Despite decades of investigation, the diagnosis of acute myeloid leukemia still carries with it a bleak prognosis, primarily as a result of the failure of clinical chemotherapy to target the leukemic stem cell population. In order to overcome this obstacle a library of derivatives of the small molecule parthenolide, a leukemic stem cell targeting natural product, were screened against acute myeloid leukemia (AML). Using the M9-ENL cell line as a high-throughput screening model for leukemic stem cells, over four hundred novel parthenolide derivatives were screened by flow cytometry for apoptotic activity. Using this method, more than forty compounds with improved efficacy against primary AML were identified, but the most remarkable compounds were those that were dimers of melampomagnolide B (MMB dimers), which had virtually no measurable toxicity to healthy blood stem and progenitor cells.

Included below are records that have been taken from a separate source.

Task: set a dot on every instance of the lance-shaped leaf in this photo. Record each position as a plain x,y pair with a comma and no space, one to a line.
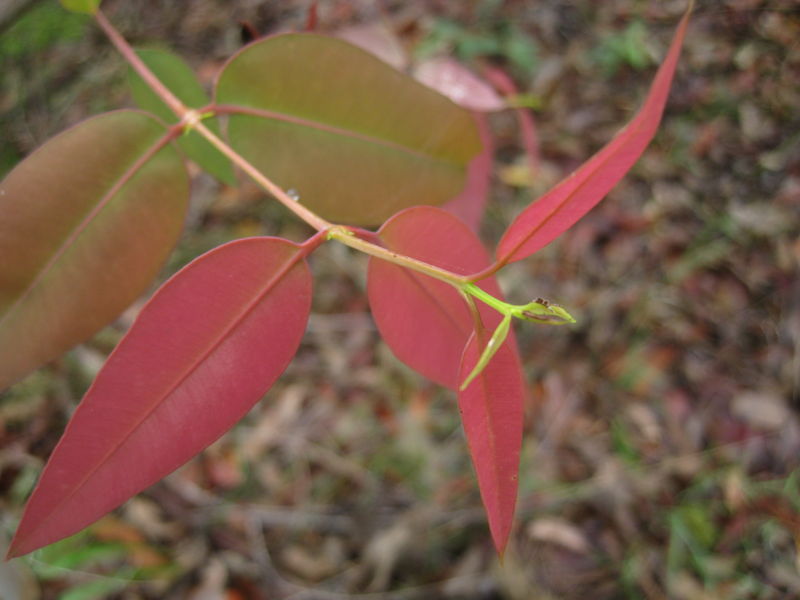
561,207
85,223
491,412
173,72
357,139
203,350
425,321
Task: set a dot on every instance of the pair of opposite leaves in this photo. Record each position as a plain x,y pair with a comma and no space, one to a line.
217,335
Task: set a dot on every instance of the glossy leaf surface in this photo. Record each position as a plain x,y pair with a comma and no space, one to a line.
87,220
173,72
491,411
204,349
357,139
424,321
561,207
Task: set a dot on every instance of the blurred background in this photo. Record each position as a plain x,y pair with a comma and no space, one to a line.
662,439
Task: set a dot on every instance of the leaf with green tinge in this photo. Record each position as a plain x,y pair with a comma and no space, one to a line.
87,221
204,349
83,6
173,72
358,140
492,346
492,413
560,208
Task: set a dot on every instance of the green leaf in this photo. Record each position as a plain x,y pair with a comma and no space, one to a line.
181,80
87,221
357,139
85,6
492,346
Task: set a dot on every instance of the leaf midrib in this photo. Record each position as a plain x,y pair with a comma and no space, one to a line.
185,375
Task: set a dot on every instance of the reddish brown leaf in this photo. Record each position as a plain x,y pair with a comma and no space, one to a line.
87,221
425,321
561,207
335,123
451,78
205,348
491,411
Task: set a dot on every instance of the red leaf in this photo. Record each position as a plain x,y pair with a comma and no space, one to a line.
425,321
450,78
491,411
205,348
468,205
561,207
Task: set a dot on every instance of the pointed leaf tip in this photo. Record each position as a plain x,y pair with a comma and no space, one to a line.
491,412
87,221
560,208
206,347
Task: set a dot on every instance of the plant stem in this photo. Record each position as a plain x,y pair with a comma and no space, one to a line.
172,101
346,237
276,191
192,119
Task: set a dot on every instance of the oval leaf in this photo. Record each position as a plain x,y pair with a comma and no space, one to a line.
357,139
492,413
87,220
205,348
425,321
179,77
561,207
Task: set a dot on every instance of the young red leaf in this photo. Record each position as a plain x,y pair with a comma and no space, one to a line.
205,348
468,205
425,321
451,78
491,411
87,221
561,207
356,138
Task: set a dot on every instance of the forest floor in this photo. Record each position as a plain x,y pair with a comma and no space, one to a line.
661,456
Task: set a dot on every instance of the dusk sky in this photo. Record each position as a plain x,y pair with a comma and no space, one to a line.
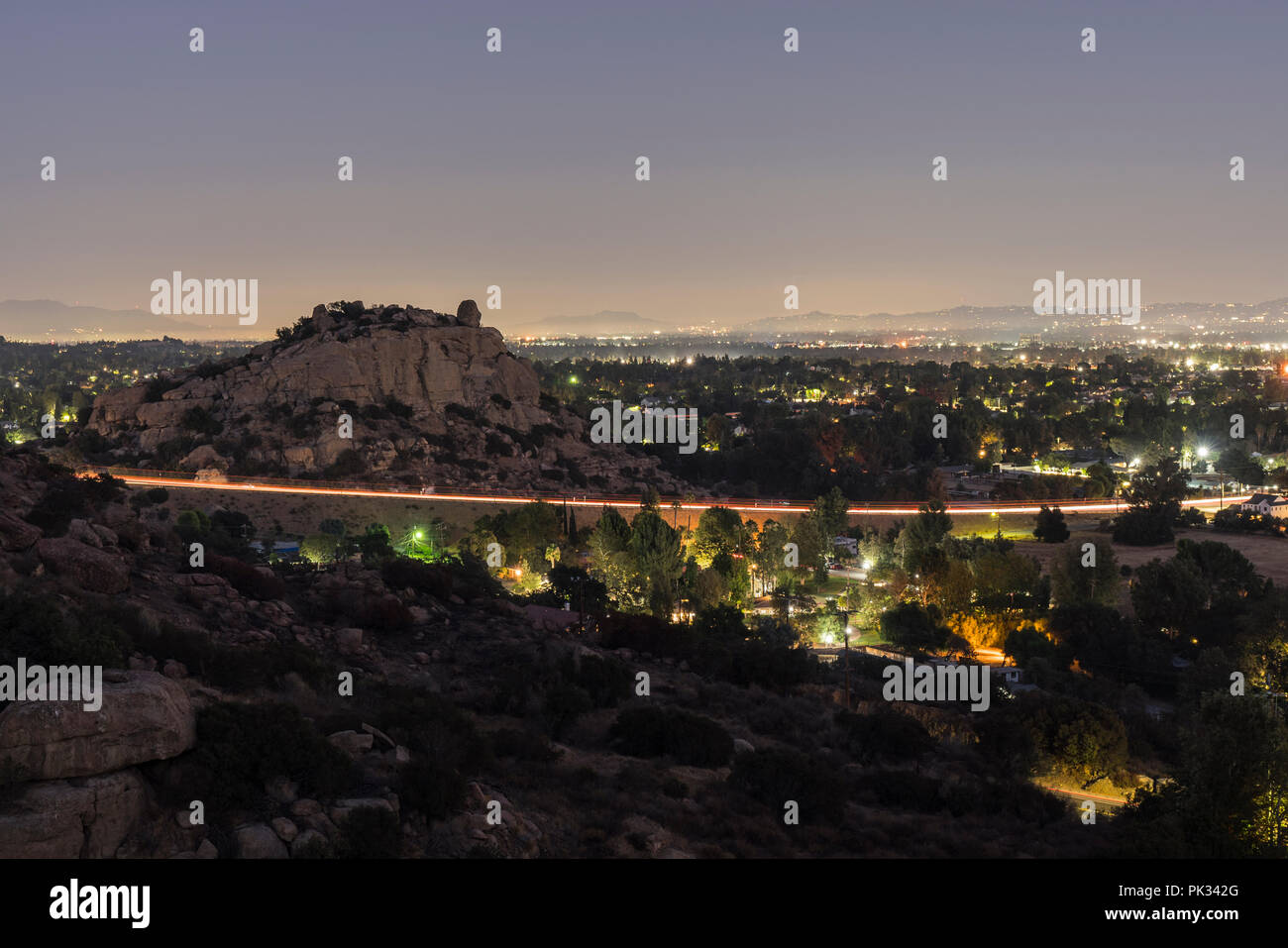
518,168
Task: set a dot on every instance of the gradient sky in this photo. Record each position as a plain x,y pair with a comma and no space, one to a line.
518,167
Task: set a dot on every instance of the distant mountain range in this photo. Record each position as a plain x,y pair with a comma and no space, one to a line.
54,321
51,321
604,322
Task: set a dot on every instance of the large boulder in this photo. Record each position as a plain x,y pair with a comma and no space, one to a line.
143,716
17,535
258,841
68,819
88,567
468,313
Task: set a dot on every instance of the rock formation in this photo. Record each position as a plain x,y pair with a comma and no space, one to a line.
429,398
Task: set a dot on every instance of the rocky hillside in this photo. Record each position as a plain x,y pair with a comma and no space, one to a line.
223,685
433,398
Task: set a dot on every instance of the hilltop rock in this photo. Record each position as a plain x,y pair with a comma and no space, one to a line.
430,397
468,313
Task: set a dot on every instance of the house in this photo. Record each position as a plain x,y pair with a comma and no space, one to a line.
1266,505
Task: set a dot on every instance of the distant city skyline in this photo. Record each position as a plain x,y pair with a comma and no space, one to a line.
768,168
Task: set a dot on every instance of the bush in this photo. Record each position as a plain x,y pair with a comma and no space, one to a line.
254,582
885,736
1050,526
68,497
1142,527
241,746
774,776
522,745
38,630
653,732
369,832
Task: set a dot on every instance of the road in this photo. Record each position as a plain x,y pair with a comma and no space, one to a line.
170,479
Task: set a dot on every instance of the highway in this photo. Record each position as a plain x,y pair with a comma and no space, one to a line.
176,479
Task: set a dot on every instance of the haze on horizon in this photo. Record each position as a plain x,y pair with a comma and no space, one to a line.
516,168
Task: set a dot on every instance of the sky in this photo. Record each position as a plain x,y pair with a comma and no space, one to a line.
516,168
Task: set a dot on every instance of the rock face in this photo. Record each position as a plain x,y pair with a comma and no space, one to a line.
258,841
143,717
68,819
89,567
437,398
468,313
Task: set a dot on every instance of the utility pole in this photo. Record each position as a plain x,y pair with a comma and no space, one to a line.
846,634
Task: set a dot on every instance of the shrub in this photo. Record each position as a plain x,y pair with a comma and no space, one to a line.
522,745
774,776
369,832
241,746
254,582
653,732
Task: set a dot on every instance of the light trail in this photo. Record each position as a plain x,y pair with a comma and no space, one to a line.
589,501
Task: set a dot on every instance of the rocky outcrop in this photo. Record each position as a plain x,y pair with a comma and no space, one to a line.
426,397
90,569
68,819
17,535
145,716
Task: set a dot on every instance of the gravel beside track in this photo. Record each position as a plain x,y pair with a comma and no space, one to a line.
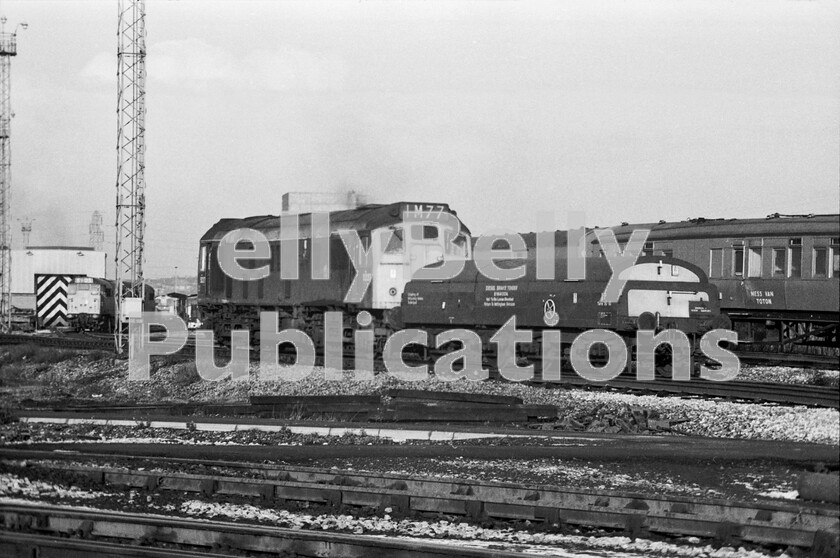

Despite their dramatic improvement in therapeutic index, these derivatives were only weakly associated with the leukemic stem cell targeting mechanism of the parent compound. Pharmacological investigation utilizing a chemoproteomic approach reveals that, unlike parthenolide, these bivalent MMB dimers potently and rapidly induce the depletion of nuclear galectin-1, a chemoprotective protein that is found to be overexpressed by more than two orders of magnitude in leukemic stem cells at diagnosis and relapse. In primary AML, nuclear monomeric galectin-1 is depleted within fifteen minutes of exposure to a 4 microM dose of MMB dimer JVM 3-88A. This discovery is significant both because galectin-1 has not previously been demonstrated to play a role in acute myeloid leukemia, and because to date, no clinical inhibitors of this emerging cancer target yet exist. Future investigations will seek to further understand the mechanism by which galectin-1 protects leukemic stem cells from apoptosis and how these compounds are able to alter its nuclear localization.